The football team plays in Beaver Stadium. The men's and women's basketball teams play in the Bryce Jordan Center. Most of the other indoor teams play at Rec Hall, which was previously the long term home for the basketball teams as well. The school also is home to the Ashenfelter Multi-Sport Facility for indoor track. Other indoor facilities include Lasch Building & Holuba Hall for football; White Building houses gymnastics & fencing; and the Lorenzo Wrestling Complex is within Rec Hall.

A new baseball stadium named Medlar Field at Lubrano Park opened in June 2006. The stadium is host to both the University baseball team as well as the State College Spikes, a minor league baseball team. The ballpark is oriented towards the east, offering a view of Mount Nittany. The softball team plays at its new home, the Nittany Lion Softball Park, which opened in 2011. Jeffrey Field is home to the soccer program. The lacrosse teams play at the Penn State Lacrosse Field which opened in 2012 next to the Ashenfelter Multi-Sport Facility. The hockey teams both play at the Pegula Ice Arena. The field hockey team plays at the Penn State Field Hockey Complex which is located adjacent to Bigler Field, and opened in 2005.

Additionally, the university operates the Penn State Golf Courses, two courses for the golf teams, students, faculty, and the general public. The Intercollegiate Athletics Department operates the Stone Valley Recreation Area, approximately twenty miles southeast of State College.

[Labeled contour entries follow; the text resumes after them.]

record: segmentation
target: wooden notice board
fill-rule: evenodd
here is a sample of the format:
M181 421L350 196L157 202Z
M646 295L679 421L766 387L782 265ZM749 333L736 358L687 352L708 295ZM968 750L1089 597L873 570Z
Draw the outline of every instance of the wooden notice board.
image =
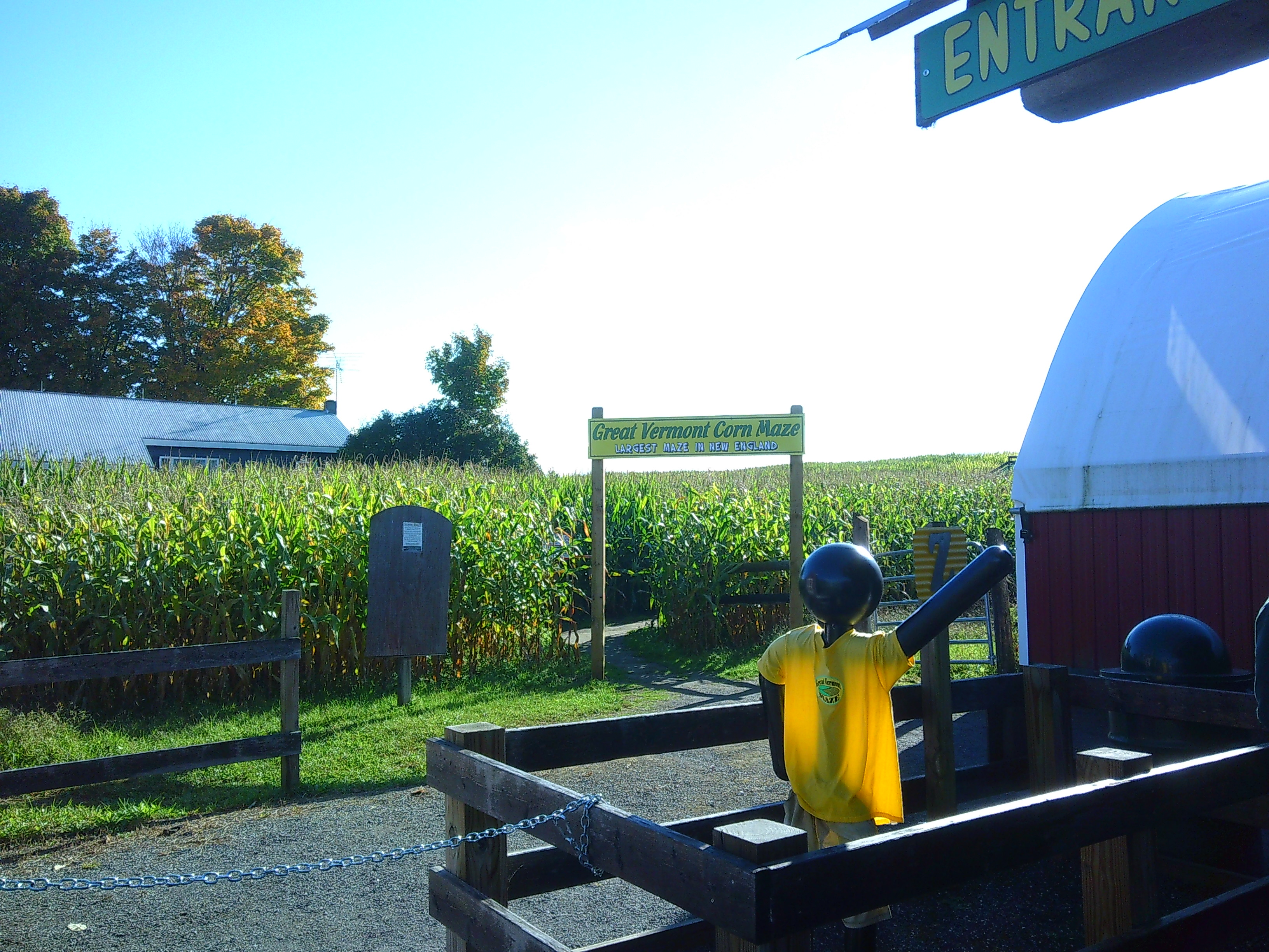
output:
M449 519L421 505L371 518L367 656L447 654L452 539Z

==Penn State All-Sports Museum==
The Penn State All-Sports Museum, a museum honoring all Penn State Nittany Lion athletes, is located near Gate B of Beaver Stadium. The upper level of the museum is dedicated to Penn State basketball and other indoor sports, while the lower level of the museum is dedicated to outdoor sports.

The football exhibit on the lower level features the Heisman Trophy won by John Cappelletti and a collection of several other trophies and awards, in addition to honoring the Penn State football team, the Penn State Blue Band, Penn State Cheerleading, and the student athletes who have portrayed the Nittany Lion mascot. The museum opened in February 2002.